PLAY Nervy Nat Kisses the Bride (1904) directed by Porter; partial copy (duration 2:01)

After The Great Train Robbery Porter continued to try out new techniques. He presented two parallel stories in The Kleptomaniac (1905), a film of social commentary like his technically more conventional film of 1904, The Ex-Convict. In The Seven Ages (1905) he used side lighting, close-ups, and changed shots within a scene, one of the earliest examples of a filmmaker departing from the theatrical analogy of a single shot for each scene. He also directed trick films such as Dream of a Rarebit Fiend (1906), based on the comic strip by Winsor McCay. Between 1903 and 1907 he successfully demonstrated most of the techniques that were to become the basic modes of visual communication through film. For instance, he helped to develop the modern concept of continuity editing, notably in The Trainer's Daughter; or, A Race for Love (1907), and is often credited with discovering that the basic unit of structure in film was the "shot" rather than the scene (the basic unit on the stage), paving the way for D. W. Griffith's advances in editing and screen storytelling. Yet he seemed to regard them only as separate experiments and never brought them together in a unified filmmaking style. Porter directed future filmmaker Griffith in Rescued from an Eagle's Nest (1908).

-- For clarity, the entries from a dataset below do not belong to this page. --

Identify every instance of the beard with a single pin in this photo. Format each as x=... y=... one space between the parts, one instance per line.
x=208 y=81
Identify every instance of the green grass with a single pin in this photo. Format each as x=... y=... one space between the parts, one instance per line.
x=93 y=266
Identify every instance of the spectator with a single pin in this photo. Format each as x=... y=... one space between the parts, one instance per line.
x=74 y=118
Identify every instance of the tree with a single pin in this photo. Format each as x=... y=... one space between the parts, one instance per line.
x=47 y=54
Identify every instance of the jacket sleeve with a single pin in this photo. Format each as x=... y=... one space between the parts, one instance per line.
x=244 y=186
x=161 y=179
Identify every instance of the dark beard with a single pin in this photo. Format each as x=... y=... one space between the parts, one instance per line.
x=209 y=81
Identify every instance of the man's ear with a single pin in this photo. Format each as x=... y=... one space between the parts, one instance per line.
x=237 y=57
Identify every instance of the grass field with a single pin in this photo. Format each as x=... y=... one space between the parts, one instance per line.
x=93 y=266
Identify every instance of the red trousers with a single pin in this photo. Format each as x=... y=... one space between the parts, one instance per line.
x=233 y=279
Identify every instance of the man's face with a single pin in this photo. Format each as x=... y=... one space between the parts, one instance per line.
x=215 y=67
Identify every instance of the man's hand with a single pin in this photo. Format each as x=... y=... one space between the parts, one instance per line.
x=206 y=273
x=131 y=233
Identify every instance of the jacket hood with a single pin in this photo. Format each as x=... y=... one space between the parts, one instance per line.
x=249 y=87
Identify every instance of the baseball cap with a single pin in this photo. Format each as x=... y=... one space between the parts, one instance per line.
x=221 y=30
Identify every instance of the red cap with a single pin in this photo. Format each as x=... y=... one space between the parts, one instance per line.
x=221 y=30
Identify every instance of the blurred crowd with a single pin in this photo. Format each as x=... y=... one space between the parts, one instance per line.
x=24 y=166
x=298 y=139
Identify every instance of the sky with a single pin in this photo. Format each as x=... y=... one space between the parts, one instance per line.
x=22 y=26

===Defender and Rex Film Companies===

PLAY Lighthouse by the Sea (1911) directed by Porter for Edison Studios, full tinted copy (duration: 14:46)

In 1909 after tiring of the industrial system set up to feed the booming nickelodeon business, Porter left Edison and founded a company to manufacture Simplex motion picture projectors. In 1910 he founded Defender Film Company, which folded after one year. In 1911 he joined with others in organizing the Rex Motion Picture Company. In 1912 he sold out and accepted an offer from Adolph Zukor to become chief director of the new Famous Players Film Company, the first American company that regularly produced feature-length films. He directed stage actor James K. Hackett in their first feature film, The Prisoner of Zenda (1913). He also directed Mary Pickford in her first feature film, A Good Little Devil (1913), also directing Pauline Frederick and John Barrymore.

===3D movie pioneer===
But his directorial skills had not kept pace with rapid changes in motion picture art, although his technical skills were piqued by 3D. Porter's last film premiered on June 10, 1915, Niagara Falls, the first
anaglyph 3D movie. In 1916 he left Famous Players during a reorganization.

===Precision Machine Company===
From 1917 to 1925 Porter served as president of the Precision Machine Company, manufacturers of the Simplex projectors. After his retirement in 1925 he continued to work on his own as an inventor and designer, securing several patents for still cameras and projector devices. During the 1930s he was employed by an appliance corporation.

==Death==

Aged 71, he died in 1941 at the Hotel Taft in New York City and was buried in Husband Cemetery, Somerset, Pennsylvania. He was survived by his wife, Caroline Ridinger, whom he had married on June 5, 1893; they had no children.

==Legacy==

Porter remains an enigmatic figure in motion picture history. Though his significance as director of The Great Train Robbery and other innovative early films is undeniable, he rarely repeated an innovation after he had used it successfully, never developed a consistent directorial style, and in later years never protested when others rediscovered his techniques and claimed them as their own. He was a modest, quiet, cautious man who felt uncomfortable working with the famous stars he directed starting in 1912. Zukor said of Porter that he was more an artistic mechanic than a dramatic artist, a man who liked to deal with machines better than with people.